Nov 2011 pending acceptance  -  Paper proposal for the American Antiquarian - CHAViC conference on Advertising in Early America:

 

What Kind of Object? Streetscape Signage Design in Providence, RI: a Case Study of the Bower Family, c.1770-1890

 

Nancy Austin, Independent Scholar (Newport, RI)

 

“I had been at Providence - had seen the signs there, and those were the only marvels in painting that I saw til I was twenty... William Dunlap, History of the Rise and Development of the Arts of Design in the United States (1834)

 

This paper highlights the successful identity formation of the American artist in contrast to the under-researched social actor I will call the streetscape signage designer. One could address this problem by looking at the career of Benjamin West, who was both a commercial sign painter and a successful, and now canonical, American artist.

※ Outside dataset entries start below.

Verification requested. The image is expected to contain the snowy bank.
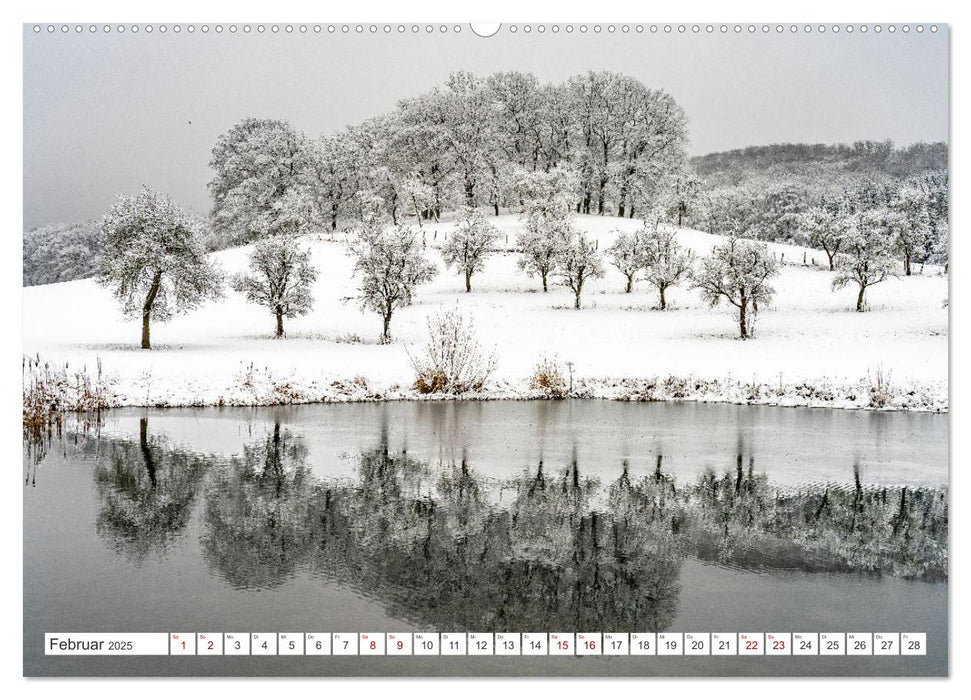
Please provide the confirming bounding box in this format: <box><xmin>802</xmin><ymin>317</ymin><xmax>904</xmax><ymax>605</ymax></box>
<box><xmin>22</xmin><ymin>215</ymin><xmax>948</xmax><ymax>412</ymax></box>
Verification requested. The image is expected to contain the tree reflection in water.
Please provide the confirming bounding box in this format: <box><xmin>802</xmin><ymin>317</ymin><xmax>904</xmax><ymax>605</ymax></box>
<box><xmin>71</xmin><ymin>420</ymin><xmax>948</xmax><ymax>631</ymax></box>
<box><xmin>93</xmin><ymin>418</ymin><xmax>208</xmax><ymax>561</ymax></box>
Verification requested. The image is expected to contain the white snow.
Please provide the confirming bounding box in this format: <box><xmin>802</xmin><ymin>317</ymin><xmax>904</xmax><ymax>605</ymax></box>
<box><xmin>22</xmin><ymin>214</ymin><xmax>948</xmax><ymax>410</ymax></box>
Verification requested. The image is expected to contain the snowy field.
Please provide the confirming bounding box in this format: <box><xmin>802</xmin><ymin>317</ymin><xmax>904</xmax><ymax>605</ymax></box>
<box><xmin>22</xmin><ymin>214</ymin><xmax>948</xmax><ymax>410</ymax></box>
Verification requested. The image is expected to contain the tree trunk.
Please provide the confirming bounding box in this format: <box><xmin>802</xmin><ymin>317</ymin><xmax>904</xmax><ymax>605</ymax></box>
<box><xmin>141</xmin><ymin>270</ymin><xmax>162</xmax><ymax>349</ymax></box>
<box><xmin>856</xmin><ymin>284</ymin><xmax>866</xmax><ymax>312</ymax></box>
<box><xmin>904</xmin><ymin>253</ymin><xmax>912</xmax><ymax>276</ymax></box>
<box><xmin>465</xmin><ymin>270</ymin><xmax>472</xmax><ymax>293</ymax></box>
<box><xmin>659</xmin><ymin>285</ymin><xmax>666</xmax><ymax>310</ymax></box>
<box><xmin>617</xmin><ymin>199</ymin><xmax>626</xmax><ymax>218</ymax></box>
<box><xmin>541</xmin><ymin>271</ymin><xmax>548</xmax><ymax>293</ymax></box>
<box><xmin>678</xmin><ymin>210</ymin><xmax>684</xmax><ymax>227</ymax></box>
<box><xmin>275</xmin><ymin>307</ymin><xmax>284</xmax><ymax>338</ymax></box>
<box><xmin>382</xmin><ymin>303</ymin><xmax>393</xmax><ymax>341</ymax></box>
<box><xmin>827</xmin><ymin>251</ymin><xmax>836</xmax><ymax>271</ymax></box>
<box><xmin>625</xmin><ymin>276</ymin><xmax>633</xmax><ymax>294</ymax></box>
<box><xmin>629</xmin><ymin>206</ymin><xmax>635</xmax><ymax>219</ymax></box>
<box><xmin>139</xmin><ymin>417</ymin><xmax>156</xmax><ymax>488</ymax></box>
<box><xmin>493</xmin><ymin>202</ymin><xmax>499</xmax><ymax>217</ymax></box>
<box><xmin>574</xmin><ymin>287</ymin><xmax>582</xmax><ymax>309</ymax></box>
<box><xmin>738</xmin><ymin>293</ymin><xmax>748</xmax><ymax>339</ymax></box>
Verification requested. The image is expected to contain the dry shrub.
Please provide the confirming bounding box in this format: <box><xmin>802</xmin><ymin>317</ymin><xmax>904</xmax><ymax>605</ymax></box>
<box><xmin>23</xmin><ymin>354</ymin><xmax>114</xmax><ymax>443</ymax></box>
<box><xmin>410</xmin><ymin>307</ymin><xmax>497</xmax><ymax>395</ymax></box>
<box><xmin>529</xmin><ymin>355</ymin><xmax>567</xmax><ymax>398</ymax></box>
<box><xmin>868</xmin><ymin>365</ymin><xmax>894</xmax><ymax>408</ymax></box>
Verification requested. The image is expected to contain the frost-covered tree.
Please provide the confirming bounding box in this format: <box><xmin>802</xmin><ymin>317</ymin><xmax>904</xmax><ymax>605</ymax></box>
<box><xmin>832</xmin><ymin>210</ymin><xmax>898</xmax><ymax>312</ymax></box>
<box><xmin>515</xmin><ymin>169</ymin><xmax>578</xmax><ymax>292</ymax></box>
<box><xmin>606</xmin><ymin>230</ymin><xmax>643</xmax><ymax>293</ymax></box>
<box><xmin>517</xmin><ymin>206</ymin><xmax>574</xmax><ymax>293</ymax></box>
<box><xmin>231</xmin><ymin>233</ymin><xmax>318</xmax><ymax>338</ymax></box>
<box><xmin>208</xmin><ymin>118</ymin><xmax>311</xmax><ymax>245</ymax></box>
<box><xmin>890</xmin><ymin>185</ymin><xmax>932</xmax><ymax>276</ymax></box>
<box><xmin>97</xmin><ymin>188</ymin><xmax>224</xmax><ymax>349</ymax></box>
<box><xmin>348</xmin><ymin>223</ymin><xmax>438</xmax><ymax>341</ymax></box>
<box><xmin>558</xmin><ymin>232</ymin><xmax>606</xmax><ymax>309</ymax></box>
<box><xmin>401</xmin><ymin>174</ymin><xmax>435</xmax><ymax>228</ymax></box>
<box><xmin>801</xmin><ymin>205</ymin><xmax>849</xmax><ymax>271</ymax></box>
<box><xmin>441</xmin><ymin>207</ymin><xmax>500</xmax><ymax>292</ymax></box>
<box><xmin>692</xmin><ymin>231</ymin><xmax>780</xmax><ymax>339</ymax></box>
<box><xmin>641</xmin><ymin>219</ymin><xmax>694</xmax><ymax>310</ymax></box>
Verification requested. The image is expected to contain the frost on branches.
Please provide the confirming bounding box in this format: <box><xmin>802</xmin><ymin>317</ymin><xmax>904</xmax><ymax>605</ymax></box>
<box><xmin>409</xmin><ymin>307</ymin><xmax>497</xmax><ymax>394</ymax></box>
<box><xmin>558</xmin><ymin>232</ymin><xmax>606</xmax><ymax>309</ymax></box>
<box><xmin>441</xmin><ymin>207</ymin><xmax>500</xmax><ymax>292</ymax></box>
<box><xmin>348</xmin><ymin>213</ymin><xmax>437</xmax><ymax>342</ymax></box>
<box><xmin>97</xmin><ymin>187</ymin><xmax>224</xmax><ymax>349</ymax></box>
<box><xmin>692</xmin><ymin>230</ymin><xmax>780</xmax><ymax>339</ymax></box>
<box><xmin>231</xmin><ymin>234</ymin><xmax>318</xmax><ymax>338</ymax></box>
<box><xmin>515</xmin><ymin>169</ymin><xmax>578</xmax><ymax>292</ymax></box>
<box><xmin>640</xmin><ymin>215</ymin><xmax>694</xmax><ymax>310</ymax></box>
<box><xmin>832</xmin><ymin>210</ymin><xmax>898</xmax><ymax>312</ymax></box>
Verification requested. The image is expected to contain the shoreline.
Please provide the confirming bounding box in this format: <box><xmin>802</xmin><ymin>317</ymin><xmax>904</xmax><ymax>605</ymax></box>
<box><xmin>70</xmin><ymin>373</ymin><xmax>948</xmax><ymax>413</ymax></box>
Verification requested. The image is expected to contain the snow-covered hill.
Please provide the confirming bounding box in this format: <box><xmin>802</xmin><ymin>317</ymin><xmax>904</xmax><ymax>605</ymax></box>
<box><xmin>22</xmin><ymin>214</ymin><xmax>948</xmax><ymax>409</ymax></box>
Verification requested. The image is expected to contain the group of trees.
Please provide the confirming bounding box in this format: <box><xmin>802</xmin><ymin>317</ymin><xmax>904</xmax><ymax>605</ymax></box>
<box><xmin>205</xmin><ymin>70</ymin><xmax>690</xmax><ymax>248</ymax></box>
<box><xmin>687</xmin><ymin>142</ymin><xmax>949</xmax><ymax>274</ymax></box>
<box><xmin>82</xmin><ymin>75</ymin><xmax>947</xmax><ymax>349</ymax></box>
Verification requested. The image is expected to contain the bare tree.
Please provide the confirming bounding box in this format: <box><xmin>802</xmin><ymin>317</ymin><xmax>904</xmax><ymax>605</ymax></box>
<box><xmin>692</xmin><ymin>230</ymin><xmax>780</xmax><ymax>339</ymax></box>
<box><xmin>441</xmin><ymin>207</ymin><xmax>500</xmax><ymax>292</ymax></box>
<box><xmin>98</xmin><ymin>188</ymin><xmax>224</xmax><ymax>349</ymax></box>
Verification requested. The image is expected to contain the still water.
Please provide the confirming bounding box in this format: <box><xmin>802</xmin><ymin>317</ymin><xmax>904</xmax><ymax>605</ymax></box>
<box><xmin>24</xmin><ymin>400</ymin><xmax>948</xmax><ymax>676</ymax></box>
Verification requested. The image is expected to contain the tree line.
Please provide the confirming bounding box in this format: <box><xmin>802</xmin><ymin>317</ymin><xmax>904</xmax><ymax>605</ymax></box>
<box><xmin>206</xmin><ymin>70</ymin><xmax>691</xmax><ymax>247</ymax></box>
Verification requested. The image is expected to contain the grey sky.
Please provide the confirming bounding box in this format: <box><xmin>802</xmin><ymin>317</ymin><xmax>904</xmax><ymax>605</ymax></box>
<box><xmin>23</xmin><ymin>24</ymin><xmax>948</xmax><ymax>229</ymax></box>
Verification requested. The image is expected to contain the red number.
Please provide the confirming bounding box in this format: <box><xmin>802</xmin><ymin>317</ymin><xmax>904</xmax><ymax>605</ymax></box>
<box><xmin>370</xmin><ymin>641</ymin><xmax>377</xmax><ymax>650</ymax></box>
<box><xmin>208</xmin><ymin>641</ymin><xmax>214</xmax><ymax>650</ymax></box>
<box><xmin>397</xmin><ymin>641</ymin><xmax>404</xmax><ymax>650</ymax></box>
<box><xmin>746</xmin><ymin>641</ymin><xmax>758</xmax><ymax>650</ymax></box>
<box><xmin>772</xmin><ymin>641</ymin><xmax>784</xmax><ymax>650</ymax></box>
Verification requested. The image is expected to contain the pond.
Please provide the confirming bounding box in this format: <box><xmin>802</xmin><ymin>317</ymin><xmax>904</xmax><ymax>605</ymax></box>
<box><xmin>23</xmin><ymin>400</ymin><xmax>948</xmax><ymax>676</ymax></box>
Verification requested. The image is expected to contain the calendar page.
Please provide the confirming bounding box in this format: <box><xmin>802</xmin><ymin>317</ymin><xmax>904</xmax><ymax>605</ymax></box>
<box><xmin>22</xmin><ymin>20</ymin><xmax>948</xmax><ymax>678</ymax></box>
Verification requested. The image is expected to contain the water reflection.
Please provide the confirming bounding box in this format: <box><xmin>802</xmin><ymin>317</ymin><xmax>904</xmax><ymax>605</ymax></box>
<box><xmin>57</xmin><ymin>418</ymin><xmax>949</xmax><ymax>631</ymax></box>
<box><xmin>93</xmin><ymin>418</ymin><xmax>207</xmax><ymax>561</ymax></box>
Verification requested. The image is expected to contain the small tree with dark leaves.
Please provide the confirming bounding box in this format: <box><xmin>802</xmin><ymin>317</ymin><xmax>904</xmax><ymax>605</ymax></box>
<box><xmin>97</xmin><ymin>188</ymin><xmax>223</xmax><ymax>349</ymax></box>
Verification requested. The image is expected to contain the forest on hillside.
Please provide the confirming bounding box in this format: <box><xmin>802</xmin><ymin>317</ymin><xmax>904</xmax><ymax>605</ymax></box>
<box><xmin>22</xmin><ymin>71</ymin><xmax>948</xmax><ymax>286</ymax></box>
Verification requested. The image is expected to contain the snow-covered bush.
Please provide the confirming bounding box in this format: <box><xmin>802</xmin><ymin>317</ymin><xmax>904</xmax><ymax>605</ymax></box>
<box><xmin>641</xmin><ymin>218</ymin><xmax>694</xmax><ymax>310</ymax></box>
<box><xmin>409</xmin><ymin>308</ymin><xmax>497</xmax><ymax>394</ymax></box>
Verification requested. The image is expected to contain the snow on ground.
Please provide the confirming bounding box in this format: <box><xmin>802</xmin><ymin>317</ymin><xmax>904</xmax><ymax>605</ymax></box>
<box><xmin>22</xmin><ymin>214</ymin><xmax>949</xmax><ymax>410</ymax></box>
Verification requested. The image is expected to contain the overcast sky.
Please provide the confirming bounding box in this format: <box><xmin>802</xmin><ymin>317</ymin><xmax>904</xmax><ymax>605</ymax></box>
<box><xmin>23</xmin><ymin>24</ymin><xmax>948</xmax><ymax>228</ymax></box>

This paper takes a different, broader approach by presenting a case study of three generations of a family of sign makers that dominated streetscape advertising in Providence, Rhode Island from c.1770-1890.  Active in Providence by the early 1770s, the Dutch-born John Bower was described as one of the most famous wood carvers in America. His commissioned three-dimensional public sculptures, such as the “Sign of the Turks Head”, were moveable place-makers that defined the people’s urban spatial psycho-geography with a memory lasting to the present.

 

The work of his son, Samuel J. Bower (1797-1860) could be seen “on almost every building in town” and underscores the shift from three-dimensional to two-dimensional street advertising that took place in the early nineteenth century and the subtle adjustments in the design of building facades that were necessary to accommodate new two-dimensional advertising signage. This paper will propose that the decline of three-dimensional, representational, place-making “advertising” signage and the introduction of mandatory street numbers for all shops and houses in Providence in 1828 should be understood within the anti-Masonic concerns over the semiotics of coded signs after the 1826 Morgan Affair. The Bowers and other Providence sign makers had been Masons, and their business portfolios amply included providing the “signage” for Masonic spaces and ritual objects until 1826-28.

 

In the 1820s, Samuel Bower’s scope of work included shop signs, Masonic ritual objects, and visual branding for patriotic voluntary organizations in need of public banners and logos. Such commissions included the surviving banner for the 1826 “Burning of the Gaspee” event held in Pawtuxet, RI on the 50th anniversary of the signing of the Declaration of Independence. These jobs were done in tandem with Bower’s participation as an artist in the first art exhibition ever held in Providence, in 1829, as well as the later art exhibitions and drawing classes sponsored by the pioneering Rhode Island Art Association in the 1850s.

 

When Samuel’s son, William E. Bower, died in 1893, a Providence historian lamented that this was the first time in over a century that no Bower was making the signs that defined the material cultural of the urban landscape. Twice in the nineteenth century, Rhode Island historians acting as proto-historic preservationists urged that the Bower family’s oeuvre and other examples of local streetscape signage be collected and preserved before it was too late. But these pleas for valuing signage as a legitimate artifact worthy of preservation fell on deaf ears, and by and large it is only the art work of Samuel’s other son, John Bower - who made a career as a painter - which has survived and is currently traded in the Art market. By contrast, in 2010, not one RI historian, antiquarian, curator, or preservationist I contacted had ever heard of the Bower family of sign makers, and almost none of three generation of their work has survived. None of the Bowers’ limited surviving work is on exhibition, nor their legacy known.

 

Dunlap’s comments in 1834, and that of other later nineteenth century historians, should alert us to the fact that the work of early American Providence sign painters was neither primitive folk art nor fine art nor insignificant advertising ephemera. This body of lost two- and three-dimensional streetscape signage reveals an under-theorized realm of nineteenth century American visual culture, with much to tell us about the world of advertising, the world of art, and how those domains became magnetically polarized by the 1890s.